Dólar à vista recua e abre em baixa no mercado à vista


O dólar iniciou a sessão desta sexta-feira (8) em baixa no mercado à vista, se ajustando à queda do índice do dólar DXY no exterior e precificando uma realização de ganhos no câmbio. Na quinta-feira (7) a divisa americana fechou no pico do ano, em R$ 3,8837, e zerou as perdas acumuladas no período, já reagindo ao temor sobre a desaceleração global e com a reforma da Previdência.

Às 9h30min, o dólar à vista estava em baixa de 0,20%, a R$ 3,8773. O dólar futuro para abril subia 0,15% neste mesmo horário, aos R$ 3,8810.

Na manhã desta sexta, o dólar perdeu terreno frente outras moedas fortes, em meio a preocupações com a economia da China e suas negociações comerciais com os EUA e à espera do relatório de emprego do mercado americano, o chamado « payroll » (10h30). A mediana de pesquisa realizada pelo Projeções Broadcast indica que os EUA criaram 185 mil postos de trabalho no mês passado.

Nesta madrugada, a China divulgou queda muito maior do que se previa nas exportações de fevereiro, de 20,7% em relação a igual mês do ano passado. O embaixador dos EUA para a China, Terry Branstad, disse em entrevista ao Wall Street Journal que um acordo comercial entre os dois países não é iminente e que as recentes discussões bilaterais foram « longas e difíceis ».

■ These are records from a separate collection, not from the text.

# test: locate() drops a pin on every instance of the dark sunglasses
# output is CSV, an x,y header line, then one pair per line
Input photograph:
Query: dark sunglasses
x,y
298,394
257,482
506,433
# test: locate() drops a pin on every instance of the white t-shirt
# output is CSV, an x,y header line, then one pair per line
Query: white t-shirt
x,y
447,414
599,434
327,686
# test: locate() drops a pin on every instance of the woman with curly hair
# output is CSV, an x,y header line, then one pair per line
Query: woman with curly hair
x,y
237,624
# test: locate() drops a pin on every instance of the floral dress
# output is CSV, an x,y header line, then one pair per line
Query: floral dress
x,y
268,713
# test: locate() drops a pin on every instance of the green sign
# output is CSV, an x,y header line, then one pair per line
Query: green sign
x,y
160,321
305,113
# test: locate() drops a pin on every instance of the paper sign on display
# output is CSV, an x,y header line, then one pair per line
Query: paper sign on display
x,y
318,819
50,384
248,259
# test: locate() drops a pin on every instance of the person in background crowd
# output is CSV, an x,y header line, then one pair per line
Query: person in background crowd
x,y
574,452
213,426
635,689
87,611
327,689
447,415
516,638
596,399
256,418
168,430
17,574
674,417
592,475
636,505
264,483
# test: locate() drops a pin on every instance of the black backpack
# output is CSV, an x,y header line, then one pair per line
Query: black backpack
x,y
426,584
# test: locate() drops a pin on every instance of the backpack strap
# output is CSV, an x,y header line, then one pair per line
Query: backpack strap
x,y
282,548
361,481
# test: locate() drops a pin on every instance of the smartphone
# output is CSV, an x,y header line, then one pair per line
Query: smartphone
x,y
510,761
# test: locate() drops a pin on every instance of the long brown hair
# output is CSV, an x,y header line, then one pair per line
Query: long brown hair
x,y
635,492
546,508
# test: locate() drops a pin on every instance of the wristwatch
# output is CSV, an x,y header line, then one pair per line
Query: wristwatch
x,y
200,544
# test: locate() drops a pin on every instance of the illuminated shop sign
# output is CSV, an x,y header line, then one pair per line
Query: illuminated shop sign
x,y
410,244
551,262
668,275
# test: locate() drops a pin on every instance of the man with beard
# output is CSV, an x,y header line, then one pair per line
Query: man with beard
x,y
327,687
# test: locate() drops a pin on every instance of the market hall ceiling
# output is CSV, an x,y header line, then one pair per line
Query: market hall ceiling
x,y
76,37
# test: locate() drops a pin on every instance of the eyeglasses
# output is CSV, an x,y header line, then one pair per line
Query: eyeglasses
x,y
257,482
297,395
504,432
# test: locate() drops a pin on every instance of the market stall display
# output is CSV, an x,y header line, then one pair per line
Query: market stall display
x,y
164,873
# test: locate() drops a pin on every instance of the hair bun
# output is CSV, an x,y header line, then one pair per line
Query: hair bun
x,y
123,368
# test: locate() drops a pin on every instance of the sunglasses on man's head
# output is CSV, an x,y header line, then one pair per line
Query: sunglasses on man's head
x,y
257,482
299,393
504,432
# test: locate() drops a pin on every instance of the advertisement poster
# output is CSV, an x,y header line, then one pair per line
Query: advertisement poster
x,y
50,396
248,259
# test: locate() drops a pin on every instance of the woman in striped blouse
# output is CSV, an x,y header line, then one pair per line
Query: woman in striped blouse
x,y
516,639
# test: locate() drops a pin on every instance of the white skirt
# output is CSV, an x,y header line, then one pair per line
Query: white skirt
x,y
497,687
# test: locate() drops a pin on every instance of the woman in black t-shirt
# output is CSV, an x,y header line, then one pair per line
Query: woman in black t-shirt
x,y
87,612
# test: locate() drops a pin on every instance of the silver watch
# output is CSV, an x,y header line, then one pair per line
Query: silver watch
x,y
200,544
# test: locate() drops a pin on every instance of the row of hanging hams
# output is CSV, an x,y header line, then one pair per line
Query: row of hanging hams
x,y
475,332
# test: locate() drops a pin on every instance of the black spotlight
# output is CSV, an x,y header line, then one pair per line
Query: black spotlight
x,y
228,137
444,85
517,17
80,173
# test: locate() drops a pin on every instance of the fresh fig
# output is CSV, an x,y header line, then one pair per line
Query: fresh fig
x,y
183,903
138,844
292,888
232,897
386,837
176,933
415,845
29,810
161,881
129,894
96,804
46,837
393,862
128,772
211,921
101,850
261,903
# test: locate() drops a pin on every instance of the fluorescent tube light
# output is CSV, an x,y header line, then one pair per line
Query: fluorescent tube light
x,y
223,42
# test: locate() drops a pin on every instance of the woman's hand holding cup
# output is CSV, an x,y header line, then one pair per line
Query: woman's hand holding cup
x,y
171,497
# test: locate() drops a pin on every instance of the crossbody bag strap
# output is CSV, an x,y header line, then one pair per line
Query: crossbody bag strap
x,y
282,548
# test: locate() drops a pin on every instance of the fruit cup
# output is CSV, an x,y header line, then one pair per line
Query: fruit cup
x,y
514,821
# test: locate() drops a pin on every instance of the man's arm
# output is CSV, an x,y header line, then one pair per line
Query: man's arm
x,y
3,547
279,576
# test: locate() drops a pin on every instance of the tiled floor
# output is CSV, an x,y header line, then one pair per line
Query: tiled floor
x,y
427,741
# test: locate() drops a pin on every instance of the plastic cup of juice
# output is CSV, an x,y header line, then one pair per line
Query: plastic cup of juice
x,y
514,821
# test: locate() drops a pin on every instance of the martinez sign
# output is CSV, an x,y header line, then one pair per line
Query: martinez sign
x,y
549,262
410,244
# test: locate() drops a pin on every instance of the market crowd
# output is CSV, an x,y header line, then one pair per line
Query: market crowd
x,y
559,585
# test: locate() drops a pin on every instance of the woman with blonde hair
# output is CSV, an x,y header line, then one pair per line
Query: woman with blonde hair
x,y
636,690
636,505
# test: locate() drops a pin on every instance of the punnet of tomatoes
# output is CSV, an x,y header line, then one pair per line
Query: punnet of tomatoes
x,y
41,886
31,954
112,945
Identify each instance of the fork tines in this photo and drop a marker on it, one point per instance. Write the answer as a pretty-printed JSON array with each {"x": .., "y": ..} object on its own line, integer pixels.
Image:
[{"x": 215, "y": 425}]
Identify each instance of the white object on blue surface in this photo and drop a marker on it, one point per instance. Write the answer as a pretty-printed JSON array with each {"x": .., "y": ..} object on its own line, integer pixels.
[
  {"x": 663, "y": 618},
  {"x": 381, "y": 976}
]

O euro também tenta se recuperar das fortes perdas desta quinta-feira, quando foi pressionado pela decisão do Banco Central Europeu (BCE) de adotar novas medidas de estímulo monetário e cortar fortemente suas projeções de crescimento da zona do euro.

No caso do dólar futuro para abril, a abertura foi em leve baixa, porém, esse contrato se fortaleceu levemente e subia mais cedo. Porém, segundo operadores, trata-se apenas de um ajuste, uma vez que encerrou a sessão anterior valendo menos do que o dólar à vista, o que não é habitual. O dólar abril encerrou a R$ 3,8770 ontem.

No radar está também a reforma da Previdência e os entraves à instalação das comissões na Câmara. O líder do governo, major Vitor Hugo (PSL-GO), disse na quinta-feira que as disputas entre os partidos pelo comando das comissões ainda deverá se arrastar por mais duas ou três semanas.

Sem as comissões em funcionamento, como a de Constituição e Justiça, resta aos deputados votarem projetos que já estão no plenário da Casa. O problema é que, propostas importantes, como a reforma da Previdência, estão estagnadas.